Among medical specialties, some are more prestigious than others. You can generally tell which ones are more prestigious by how well they pay. Surgery and cardiology, for example, rank at the top of the prestige scale. Psychiatry and dermatology are near the bottom.
One can also ask if some diseases are considered more prestigious than others, in the opinion of the medical profession.
A Norwegian doctor, Dag Album, has been investigating the prestige of both diseases and medical specialties for many years. In one study, he asked a cross-section of physicians and medical students to rank the prestige of 38 specific diseases, as well as medical specialties. He found that certain diseases consistently ranked at the top (myocardial infarction, leukemia, brain tumors) and others at the bottom (fibromyalgia, anxiety neurosis). (See complete list below.) Among medical specialties, neurosurgery and thoracic surgery ranked highest. At the bottom were geriatrics and dermatovenerology (the treatment of skin diseases associated with venereal diseases).
What makes a disease or specialty more prestigious?
One relatively objective way to view the ranking of specialties is to consider their urgency. The aim of primary care physicians, pediatricians, and psychiatrists is to keep their patients healthy. Although some of their patient encounters surely do make the difference between life and death, those are generally the exception. On the other hand, a patient only sees a brain or heart surgeon when his or her life depends on undergoing a successful operation.

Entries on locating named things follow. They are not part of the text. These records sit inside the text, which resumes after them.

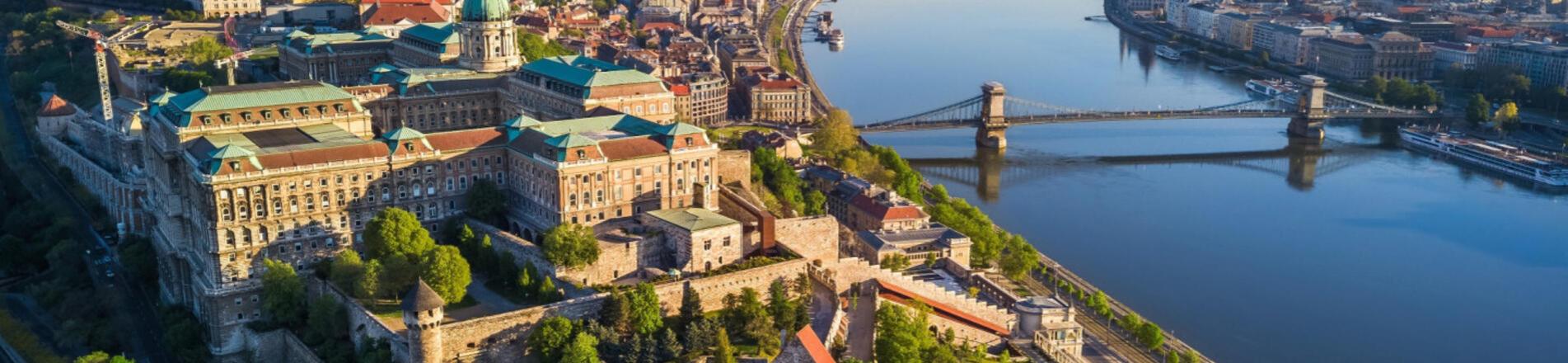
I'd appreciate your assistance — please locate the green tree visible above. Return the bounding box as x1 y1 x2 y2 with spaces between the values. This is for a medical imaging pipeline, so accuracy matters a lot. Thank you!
363 207 436 261
559 333 599 363
328 250 365 294
714 327 736 363
1464 92 1491 124
528 316 573 361
174 36 234 66
358 259 386 299
262 259 304 327
462 179 507 224
1002 234 1040 280
75 351 137 363
541 223 599 269
419 245 474 304
629 283 665 337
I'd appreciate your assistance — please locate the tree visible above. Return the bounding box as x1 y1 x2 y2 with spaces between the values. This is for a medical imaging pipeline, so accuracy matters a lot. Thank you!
559 333 599 363
358 259 386 299
528 316 573 361
677 285 703 330
328 250 365 294
262 259 304 327
1002 234 1040 280
174 36 234 66
363 207 436 261
541 223 599 269
75 351 137 363
714 327 736 363
462 179 507 224
419 245 474 304
1491 102 1519 134
1464 92 1491 124
599 290 632 335
629 283 665 337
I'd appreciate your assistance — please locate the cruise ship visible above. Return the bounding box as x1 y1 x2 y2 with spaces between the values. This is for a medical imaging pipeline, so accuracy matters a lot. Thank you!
1398 125 1568 187
1154 45 1181 59
1247 80 1301 104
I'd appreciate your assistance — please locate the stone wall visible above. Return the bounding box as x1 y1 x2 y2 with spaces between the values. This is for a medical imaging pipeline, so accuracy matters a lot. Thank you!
438 259 807 363
831 257 1014 327
715 149 751 190
245 328 321 363
773 215 839 261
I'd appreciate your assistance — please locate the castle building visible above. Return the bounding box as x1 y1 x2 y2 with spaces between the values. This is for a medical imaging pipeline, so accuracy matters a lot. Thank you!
508 55 676 123
141 79 718 358
458 0 522 73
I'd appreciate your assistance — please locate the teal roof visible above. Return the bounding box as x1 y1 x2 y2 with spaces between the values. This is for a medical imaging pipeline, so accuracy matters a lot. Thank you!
507 115 544 129
522 55 662 87
544 134 599 149
462 0 511 22
403 22 457 44
648 207 740 231
163 82 359 127
658 123 705 137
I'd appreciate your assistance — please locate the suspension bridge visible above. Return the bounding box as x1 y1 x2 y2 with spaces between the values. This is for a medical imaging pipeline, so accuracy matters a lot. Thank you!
856 75 1441 149
910 140 1378 201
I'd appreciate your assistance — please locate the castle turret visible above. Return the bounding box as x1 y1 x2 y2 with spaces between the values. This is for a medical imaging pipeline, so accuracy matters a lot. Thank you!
458 0 522 73
403 280 447 363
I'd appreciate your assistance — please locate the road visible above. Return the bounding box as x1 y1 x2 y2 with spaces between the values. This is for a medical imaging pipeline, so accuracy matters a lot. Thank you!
0 35 174 361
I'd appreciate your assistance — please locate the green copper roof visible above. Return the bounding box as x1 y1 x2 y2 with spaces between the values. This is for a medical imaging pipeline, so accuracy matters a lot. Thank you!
403 22 457 44
462 0 511 22
507 115 544 129
522 55 663 88
648 207 740 231
658 123 705 137
544 134 599 149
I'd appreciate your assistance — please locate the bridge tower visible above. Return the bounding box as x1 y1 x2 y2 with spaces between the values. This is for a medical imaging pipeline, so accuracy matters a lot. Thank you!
1285 75 1328 140
976 80 1007 149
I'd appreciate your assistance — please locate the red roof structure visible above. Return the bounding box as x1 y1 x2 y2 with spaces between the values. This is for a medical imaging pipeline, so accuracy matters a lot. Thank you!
38 94 77 118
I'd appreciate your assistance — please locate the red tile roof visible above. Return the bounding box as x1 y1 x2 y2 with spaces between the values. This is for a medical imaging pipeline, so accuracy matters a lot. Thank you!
877 278 1010 337
795 325 834 363
599 137 668 160
365 3 452 25
850 195 920 220
38 94 77 116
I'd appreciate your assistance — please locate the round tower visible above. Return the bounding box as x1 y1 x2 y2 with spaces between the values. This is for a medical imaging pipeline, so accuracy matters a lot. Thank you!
458 0 522 73
403 280 447 363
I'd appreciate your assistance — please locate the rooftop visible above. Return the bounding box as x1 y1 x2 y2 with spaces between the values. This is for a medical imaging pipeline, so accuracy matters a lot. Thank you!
648 207 740 231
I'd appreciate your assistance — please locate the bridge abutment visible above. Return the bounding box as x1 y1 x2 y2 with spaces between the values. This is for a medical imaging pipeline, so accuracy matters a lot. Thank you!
976 80 1007 149
1285 75 1328 141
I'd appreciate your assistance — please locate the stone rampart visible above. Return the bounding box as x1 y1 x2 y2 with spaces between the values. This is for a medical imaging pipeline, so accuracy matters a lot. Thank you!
832 257 1014 327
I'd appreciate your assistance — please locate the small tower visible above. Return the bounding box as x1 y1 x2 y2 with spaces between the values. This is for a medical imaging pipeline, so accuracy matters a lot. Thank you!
403 278 447 363
456 0 522 73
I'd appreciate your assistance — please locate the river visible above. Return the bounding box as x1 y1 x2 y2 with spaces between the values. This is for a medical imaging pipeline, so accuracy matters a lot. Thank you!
804 0 1568 361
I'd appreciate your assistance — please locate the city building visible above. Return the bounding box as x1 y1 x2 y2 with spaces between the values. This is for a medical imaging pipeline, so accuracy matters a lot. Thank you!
508 55 676 123
185 0 262 17
458 0 522 73
665 73 729 127
1479 42 1568 87
736 68 812 124
1252 22 1328 64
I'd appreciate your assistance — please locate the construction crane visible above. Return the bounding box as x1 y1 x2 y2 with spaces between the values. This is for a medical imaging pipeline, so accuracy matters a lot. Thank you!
55 21 152 123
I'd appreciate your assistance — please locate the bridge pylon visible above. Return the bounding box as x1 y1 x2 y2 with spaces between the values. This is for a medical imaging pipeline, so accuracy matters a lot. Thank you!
1285 75 1328 140
976 80 1007 149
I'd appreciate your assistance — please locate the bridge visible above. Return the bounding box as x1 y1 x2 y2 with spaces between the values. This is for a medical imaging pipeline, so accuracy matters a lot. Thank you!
910 140 1380 201
856 75 1441 149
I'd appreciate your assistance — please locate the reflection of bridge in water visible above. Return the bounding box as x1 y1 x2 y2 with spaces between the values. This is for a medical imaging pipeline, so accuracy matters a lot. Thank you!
910 140 1378 201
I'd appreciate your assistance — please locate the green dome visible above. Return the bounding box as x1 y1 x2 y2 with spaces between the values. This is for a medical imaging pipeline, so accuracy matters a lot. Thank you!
462 0 511 22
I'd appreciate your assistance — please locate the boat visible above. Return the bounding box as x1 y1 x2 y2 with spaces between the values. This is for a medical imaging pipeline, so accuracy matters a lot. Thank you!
1154 45 1181 59
1247 80 1301 104
1398 125 1568 187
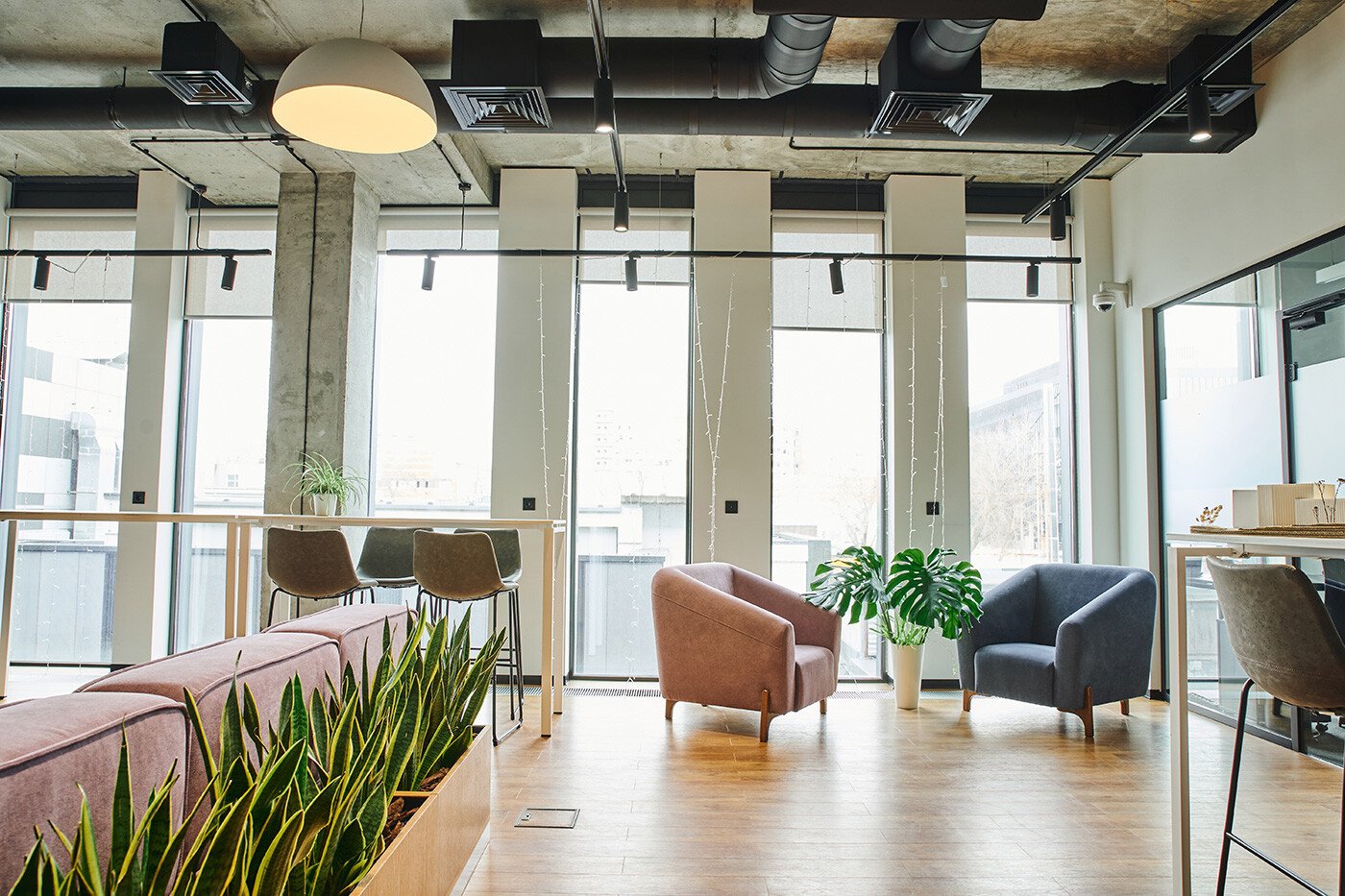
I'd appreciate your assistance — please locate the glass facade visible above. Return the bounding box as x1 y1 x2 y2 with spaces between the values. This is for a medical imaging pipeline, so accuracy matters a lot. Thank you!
967 222 1076 585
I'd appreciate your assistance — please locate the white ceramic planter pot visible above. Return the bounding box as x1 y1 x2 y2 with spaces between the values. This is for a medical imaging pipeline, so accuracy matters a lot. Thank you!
310 496 336 517
888 644 924 709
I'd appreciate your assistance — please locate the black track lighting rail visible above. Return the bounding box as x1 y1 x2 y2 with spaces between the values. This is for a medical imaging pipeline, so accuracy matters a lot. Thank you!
0 249 270 258
384 249 1083 265
1022 0 1298 224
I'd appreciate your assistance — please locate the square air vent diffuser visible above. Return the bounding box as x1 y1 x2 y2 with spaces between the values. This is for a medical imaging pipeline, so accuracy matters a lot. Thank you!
149 21 253 107
868 90 990 137
441 86 551 131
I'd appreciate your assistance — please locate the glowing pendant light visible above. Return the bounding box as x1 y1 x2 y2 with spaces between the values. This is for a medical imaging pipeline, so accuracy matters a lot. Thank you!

Dr. Album draws a similar conclusion from his study. The more highly ranked specialties and diseases involve vital organs. Those ranked lower involve chronic conditions. But he also points out that age and the bodily location of disease contribute to high and low prestige (emphasis added):
Our interpretation of the data is that diseases and specialties associated with technologically sophisticated, immediate and invasive procedures in vital organs located in the upper parts of the body are given high prestige scores, especially where the typical patient is young or middle-aged. At the other end, low prestige scores are given to diseases and specialties associated with chronic conditions located in the lower parts of the body or having no specific bodily location, with less visible treatment procedures, and with elderly patients.